© Eva Roefs © Thomas Leden

What If Theatre Refused to Be Safe?

A co-curation program with Flavia Pinheiro & Simomo Douj / Frascati Producties
Fri 30 Jan ’26 17:23
A collective night of risk, ritual, and transformation
Fri 30 Jan ’26
17:23
  • Fri 30 Jan ’26
    17:23
    Frascati, Amsterdam
    Frascati 4
    coming soon

This long-durational program is born from the necessity to reclaim theatre as a place of mutual risk, a place of collective forces. It reflects on: What happens when danger disappears from performance? Can theatre still risk something? Or should theatre confirm its role as a safe space? These questions will be explored through an evening full of performances, workshops, food, music, collective performative rituals and moments of reflection.   

From its Dionysian origins, theatre was a public space where societies wrestled with ethical, political, and spiritual questions. A space of ritual, danger, and collective catharsis. Antonin Artaud imagined theatre as a purifying violence; Bertolt Brecht as a space of critical awakening. Through the rise of the nation-state and the comfort that followed, theatre slowly drifted away from its ecstatic, communal roots and became a safe cultural commodity. Something to be consumed, not lived. Once, theatre lived close to danger: to death, to pain, to ecstasy. Now it often survives as a tame, polished form. 

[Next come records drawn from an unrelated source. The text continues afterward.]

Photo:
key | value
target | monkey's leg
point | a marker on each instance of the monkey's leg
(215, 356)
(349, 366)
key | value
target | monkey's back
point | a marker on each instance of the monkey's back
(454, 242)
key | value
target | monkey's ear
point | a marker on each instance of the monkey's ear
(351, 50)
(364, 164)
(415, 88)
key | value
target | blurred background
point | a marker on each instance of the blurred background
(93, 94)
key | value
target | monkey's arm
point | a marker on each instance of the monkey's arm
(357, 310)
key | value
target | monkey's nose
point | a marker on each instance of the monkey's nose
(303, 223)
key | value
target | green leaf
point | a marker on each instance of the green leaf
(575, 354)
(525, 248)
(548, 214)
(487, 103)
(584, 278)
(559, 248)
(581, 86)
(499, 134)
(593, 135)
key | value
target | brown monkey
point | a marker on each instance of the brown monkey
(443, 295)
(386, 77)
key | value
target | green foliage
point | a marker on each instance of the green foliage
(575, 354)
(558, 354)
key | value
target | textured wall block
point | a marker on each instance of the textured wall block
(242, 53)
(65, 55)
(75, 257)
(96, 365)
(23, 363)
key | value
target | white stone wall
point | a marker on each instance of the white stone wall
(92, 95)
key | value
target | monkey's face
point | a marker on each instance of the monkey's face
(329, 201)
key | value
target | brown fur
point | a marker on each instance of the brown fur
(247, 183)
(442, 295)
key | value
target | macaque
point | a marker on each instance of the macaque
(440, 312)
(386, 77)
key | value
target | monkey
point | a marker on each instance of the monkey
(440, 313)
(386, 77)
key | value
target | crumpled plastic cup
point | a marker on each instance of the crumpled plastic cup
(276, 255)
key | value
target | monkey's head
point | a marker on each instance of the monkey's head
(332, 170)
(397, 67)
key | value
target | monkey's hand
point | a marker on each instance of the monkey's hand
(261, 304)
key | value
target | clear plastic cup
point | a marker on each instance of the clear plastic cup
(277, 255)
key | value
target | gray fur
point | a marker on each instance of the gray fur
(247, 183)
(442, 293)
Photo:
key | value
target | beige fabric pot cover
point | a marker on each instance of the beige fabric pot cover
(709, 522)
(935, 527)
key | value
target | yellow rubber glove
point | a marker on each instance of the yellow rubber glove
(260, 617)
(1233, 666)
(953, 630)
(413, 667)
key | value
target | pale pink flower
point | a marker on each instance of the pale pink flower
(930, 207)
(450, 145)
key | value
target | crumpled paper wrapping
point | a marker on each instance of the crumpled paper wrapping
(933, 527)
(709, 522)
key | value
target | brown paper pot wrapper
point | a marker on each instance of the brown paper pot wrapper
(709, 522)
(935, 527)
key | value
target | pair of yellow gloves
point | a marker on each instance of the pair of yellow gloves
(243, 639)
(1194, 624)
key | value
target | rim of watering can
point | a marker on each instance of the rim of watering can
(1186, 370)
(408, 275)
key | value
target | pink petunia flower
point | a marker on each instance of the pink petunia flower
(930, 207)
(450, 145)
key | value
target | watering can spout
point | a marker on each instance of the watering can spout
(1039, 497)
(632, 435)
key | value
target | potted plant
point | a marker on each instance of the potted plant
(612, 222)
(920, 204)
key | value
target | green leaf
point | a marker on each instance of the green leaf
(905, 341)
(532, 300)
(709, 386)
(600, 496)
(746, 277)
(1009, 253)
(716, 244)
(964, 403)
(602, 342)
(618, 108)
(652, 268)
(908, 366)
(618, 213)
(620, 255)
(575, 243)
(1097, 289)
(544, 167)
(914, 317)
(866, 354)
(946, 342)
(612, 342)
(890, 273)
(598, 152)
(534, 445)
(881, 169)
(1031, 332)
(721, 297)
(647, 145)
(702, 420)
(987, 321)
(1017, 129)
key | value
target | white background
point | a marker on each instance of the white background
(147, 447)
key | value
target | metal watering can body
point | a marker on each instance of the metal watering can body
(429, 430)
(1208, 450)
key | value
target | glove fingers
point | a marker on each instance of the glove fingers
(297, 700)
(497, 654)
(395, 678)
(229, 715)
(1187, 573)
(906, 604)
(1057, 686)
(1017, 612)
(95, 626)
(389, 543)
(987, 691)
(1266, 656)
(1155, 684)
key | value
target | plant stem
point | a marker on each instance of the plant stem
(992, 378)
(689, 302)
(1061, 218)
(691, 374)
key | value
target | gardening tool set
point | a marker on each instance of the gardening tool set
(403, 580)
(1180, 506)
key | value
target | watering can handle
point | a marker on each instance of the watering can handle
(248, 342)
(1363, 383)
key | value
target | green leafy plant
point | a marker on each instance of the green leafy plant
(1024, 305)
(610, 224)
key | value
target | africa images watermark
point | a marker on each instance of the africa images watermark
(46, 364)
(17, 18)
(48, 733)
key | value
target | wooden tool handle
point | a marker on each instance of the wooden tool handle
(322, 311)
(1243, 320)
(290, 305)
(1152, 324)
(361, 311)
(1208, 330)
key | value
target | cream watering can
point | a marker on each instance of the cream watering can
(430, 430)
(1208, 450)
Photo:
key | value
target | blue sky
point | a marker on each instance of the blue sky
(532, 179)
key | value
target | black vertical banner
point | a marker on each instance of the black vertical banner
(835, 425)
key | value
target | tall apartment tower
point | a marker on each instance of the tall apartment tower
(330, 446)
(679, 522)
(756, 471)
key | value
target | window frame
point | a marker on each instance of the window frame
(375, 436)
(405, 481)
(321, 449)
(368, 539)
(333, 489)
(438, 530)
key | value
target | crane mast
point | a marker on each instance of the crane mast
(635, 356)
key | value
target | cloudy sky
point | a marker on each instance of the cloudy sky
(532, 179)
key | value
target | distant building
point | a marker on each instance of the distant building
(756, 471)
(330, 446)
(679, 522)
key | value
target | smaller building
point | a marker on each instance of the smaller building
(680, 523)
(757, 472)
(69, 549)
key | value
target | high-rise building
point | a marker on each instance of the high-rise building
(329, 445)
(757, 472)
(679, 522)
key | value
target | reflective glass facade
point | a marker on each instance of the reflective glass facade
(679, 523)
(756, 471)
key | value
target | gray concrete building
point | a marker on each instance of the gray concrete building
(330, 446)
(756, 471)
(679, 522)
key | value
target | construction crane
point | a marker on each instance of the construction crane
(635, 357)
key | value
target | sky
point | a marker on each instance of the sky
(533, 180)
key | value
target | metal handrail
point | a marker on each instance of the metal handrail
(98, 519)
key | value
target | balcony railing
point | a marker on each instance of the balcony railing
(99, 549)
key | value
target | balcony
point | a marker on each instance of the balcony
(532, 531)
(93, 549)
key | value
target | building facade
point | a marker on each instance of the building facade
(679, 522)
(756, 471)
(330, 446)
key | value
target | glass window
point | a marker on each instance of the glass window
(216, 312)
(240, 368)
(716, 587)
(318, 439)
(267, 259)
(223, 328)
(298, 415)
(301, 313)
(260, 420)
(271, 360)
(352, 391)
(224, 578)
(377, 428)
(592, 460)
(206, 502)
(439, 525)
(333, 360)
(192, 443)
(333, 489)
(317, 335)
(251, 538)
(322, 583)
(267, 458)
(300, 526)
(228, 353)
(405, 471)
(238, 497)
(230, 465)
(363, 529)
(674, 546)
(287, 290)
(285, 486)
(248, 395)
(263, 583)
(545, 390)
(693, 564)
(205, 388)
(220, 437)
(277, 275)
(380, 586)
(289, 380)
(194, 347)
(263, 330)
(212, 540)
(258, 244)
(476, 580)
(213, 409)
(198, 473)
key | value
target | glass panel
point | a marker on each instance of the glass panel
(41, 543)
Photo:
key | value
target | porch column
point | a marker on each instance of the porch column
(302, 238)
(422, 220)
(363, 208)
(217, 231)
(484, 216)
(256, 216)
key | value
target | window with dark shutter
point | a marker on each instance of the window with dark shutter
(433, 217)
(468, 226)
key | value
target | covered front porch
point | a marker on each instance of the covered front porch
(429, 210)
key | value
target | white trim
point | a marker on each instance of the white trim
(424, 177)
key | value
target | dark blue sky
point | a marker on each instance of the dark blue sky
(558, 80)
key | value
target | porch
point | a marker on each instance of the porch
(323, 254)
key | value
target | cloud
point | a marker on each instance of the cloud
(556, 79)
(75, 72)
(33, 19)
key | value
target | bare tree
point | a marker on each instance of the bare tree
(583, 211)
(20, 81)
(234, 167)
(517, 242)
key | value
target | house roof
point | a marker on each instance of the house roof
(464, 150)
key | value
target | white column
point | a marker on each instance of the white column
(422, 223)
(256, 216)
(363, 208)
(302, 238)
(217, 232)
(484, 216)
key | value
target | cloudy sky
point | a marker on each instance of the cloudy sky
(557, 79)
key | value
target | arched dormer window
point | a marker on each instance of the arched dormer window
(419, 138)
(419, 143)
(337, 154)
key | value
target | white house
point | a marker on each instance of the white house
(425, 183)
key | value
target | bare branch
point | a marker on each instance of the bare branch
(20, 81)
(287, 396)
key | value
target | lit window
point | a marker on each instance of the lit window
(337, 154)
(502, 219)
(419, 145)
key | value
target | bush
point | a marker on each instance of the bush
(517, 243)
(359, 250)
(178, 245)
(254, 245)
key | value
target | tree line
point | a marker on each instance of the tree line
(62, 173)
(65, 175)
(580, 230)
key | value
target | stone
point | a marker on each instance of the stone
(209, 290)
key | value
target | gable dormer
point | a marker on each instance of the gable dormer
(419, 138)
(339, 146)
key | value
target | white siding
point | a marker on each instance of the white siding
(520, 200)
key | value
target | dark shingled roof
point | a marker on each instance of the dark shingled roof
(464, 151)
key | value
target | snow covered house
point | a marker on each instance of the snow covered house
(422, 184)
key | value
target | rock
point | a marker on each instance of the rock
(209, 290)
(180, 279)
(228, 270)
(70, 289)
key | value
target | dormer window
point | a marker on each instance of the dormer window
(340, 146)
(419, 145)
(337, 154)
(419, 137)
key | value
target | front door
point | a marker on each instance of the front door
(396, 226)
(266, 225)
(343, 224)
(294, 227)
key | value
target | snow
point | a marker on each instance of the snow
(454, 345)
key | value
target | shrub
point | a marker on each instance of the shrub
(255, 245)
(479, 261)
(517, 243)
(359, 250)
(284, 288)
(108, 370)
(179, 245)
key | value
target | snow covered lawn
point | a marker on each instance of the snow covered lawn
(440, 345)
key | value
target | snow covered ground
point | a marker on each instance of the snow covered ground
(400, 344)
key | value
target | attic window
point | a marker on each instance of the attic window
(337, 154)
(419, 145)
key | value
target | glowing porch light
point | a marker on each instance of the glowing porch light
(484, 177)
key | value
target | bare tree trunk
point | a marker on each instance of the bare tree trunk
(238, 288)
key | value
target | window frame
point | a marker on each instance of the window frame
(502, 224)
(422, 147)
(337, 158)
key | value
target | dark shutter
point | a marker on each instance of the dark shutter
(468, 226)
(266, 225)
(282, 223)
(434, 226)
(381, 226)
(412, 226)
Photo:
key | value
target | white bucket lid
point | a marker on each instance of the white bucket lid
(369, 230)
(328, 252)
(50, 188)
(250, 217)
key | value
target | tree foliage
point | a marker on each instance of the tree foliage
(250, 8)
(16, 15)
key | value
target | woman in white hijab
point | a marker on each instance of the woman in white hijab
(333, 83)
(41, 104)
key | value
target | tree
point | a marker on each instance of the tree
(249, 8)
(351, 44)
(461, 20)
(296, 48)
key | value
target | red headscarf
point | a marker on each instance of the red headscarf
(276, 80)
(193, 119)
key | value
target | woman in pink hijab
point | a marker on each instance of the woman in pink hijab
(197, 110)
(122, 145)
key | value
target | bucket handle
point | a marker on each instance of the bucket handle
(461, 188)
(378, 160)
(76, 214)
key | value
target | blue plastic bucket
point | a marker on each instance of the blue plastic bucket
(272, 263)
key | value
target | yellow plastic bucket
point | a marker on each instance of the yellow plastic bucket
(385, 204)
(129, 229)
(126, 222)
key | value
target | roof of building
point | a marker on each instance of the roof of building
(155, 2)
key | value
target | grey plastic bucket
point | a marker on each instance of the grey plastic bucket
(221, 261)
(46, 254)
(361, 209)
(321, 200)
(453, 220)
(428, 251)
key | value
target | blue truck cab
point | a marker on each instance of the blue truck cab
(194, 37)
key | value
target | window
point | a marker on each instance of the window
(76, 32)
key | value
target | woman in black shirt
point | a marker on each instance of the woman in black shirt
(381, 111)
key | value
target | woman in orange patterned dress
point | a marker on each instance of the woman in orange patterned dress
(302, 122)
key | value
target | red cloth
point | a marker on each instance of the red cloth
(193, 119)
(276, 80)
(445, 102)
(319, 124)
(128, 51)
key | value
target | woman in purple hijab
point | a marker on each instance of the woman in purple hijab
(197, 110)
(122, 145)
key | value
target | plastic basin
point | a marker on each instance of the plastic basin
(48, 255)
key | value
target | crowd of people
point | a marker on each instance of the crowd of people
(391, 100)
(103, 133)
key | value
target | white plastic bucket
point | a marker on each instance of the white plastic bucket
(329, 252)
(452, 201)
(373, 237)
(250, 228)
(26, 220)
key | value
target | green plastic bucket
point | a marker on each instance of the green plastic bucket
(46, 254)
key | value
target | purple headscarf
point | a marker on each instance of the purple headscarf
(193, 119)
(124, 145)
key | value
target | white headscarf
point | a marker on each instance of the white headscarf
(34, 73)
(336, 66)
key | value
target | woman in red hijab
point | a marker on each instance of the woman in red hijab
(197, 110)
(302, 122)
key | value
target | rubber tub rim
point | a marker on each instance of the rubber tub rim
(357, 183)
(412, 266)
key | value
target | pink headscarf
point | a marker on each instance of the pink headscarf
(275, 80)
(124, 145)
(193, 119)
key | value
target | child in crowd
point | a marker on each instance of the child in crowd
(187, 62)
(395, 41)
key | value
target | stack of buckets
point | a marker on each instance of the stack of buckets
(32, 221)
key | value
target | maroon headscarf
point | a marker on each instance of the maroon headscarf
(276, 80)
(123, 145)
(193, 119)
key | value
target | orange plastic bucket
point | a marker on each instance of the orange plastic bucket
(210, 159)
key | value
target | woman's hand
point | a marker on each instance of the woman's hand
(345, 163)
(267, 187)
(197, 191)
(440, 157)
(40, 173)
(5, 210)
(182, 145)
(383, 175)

The gathering begins at 17:23, the exact time of sunset on January 30th, and continues until around 3:00 AM. With the setting sun, we enter a liminal time in which different forces emerge, those that resist the rational, the measurable, the quantifiable. Boundaries blur, and different realms begin to merge. Theatre as an undefined space capable of shaking existing narratives and imagining possible new ones. At its core, it is a dangerous space. Not because it wounds, but because it lives. Its attempt to create community is ‘dangerous’, as it threatens to question the isolation and atomization of our times. It gathers bodies breathing the same air, bodies that might collide, resist, or transform one another.  

This evening program is a space of risk where control fails, where every gesture is uncertain and every silence is charged. A place to reflect, to celebrate, to scream, to move, to practice what it might feel like to imagine no borders, to bring in voices that are not physically here; a moment to twist time, to sit together in exhaustion, but also in joy, intimacy, and celebration: loud, communal, and unpredictable. 

  • This program ends at 3:00 AM
  • English spoken 

Credits

co-curators Flavia Pinheiro & Simomo Douj production Frascati Producties with contributions from to be announced

     

About Flavia Pinheiro

Flavia Pinheiro is an Amsterdam-based choreographer, educator, and researcher from Brazil. Her work explores networks of resilience and resistance to dominant systems of knowledge through fabulative speculations in interspecies choreography. In her artistic practice, she continuously seeks to create breathing, vital conditions; an unstoppable dance that fosters improbableexchanges with nonhumans, including bacteria, plants, birds, antelopes, and ghosts. Navigating across multiple media: photography, video, performance, urban interventions, installation and writing; she highlights how diversity and transversality can contribute to (un)learning colonial pedagogies.

She holds a Master’s degree from DAS Choreography (2022) and participated in the DAS Third research program (2022–2024) at the Amsterdam University of the Arts (AHK). Her graduation piece, 7 Abiku Solos for 11 Bacteria Falling Through, was supported by the Aart Janszen Fund and awarded the André Veltkamp Beurs Grant. In 2022, she also received the 3Package Deal fund for International Talents by AFK as part of the 'Engaged Art' coalition. Her piece The Unborn was supported by the Amsterdam Fund for the Arts (AFK) and integrated into the program of the Holland Festival.

Since 2021, she has co-run the Somatic Laboratory alongside Paula Montecinos and Papaya Kuir; an ongoing research space focused on touch-based practices with the queer asylum-seeker community. She is currently a PhD candidate at Leiden University in the PhDArts program. Her current research project, MIMOSA, is supported by Veem House for Performance, the Amsterdam Fund for the Arts (AFK), and the Mondriaan Fund.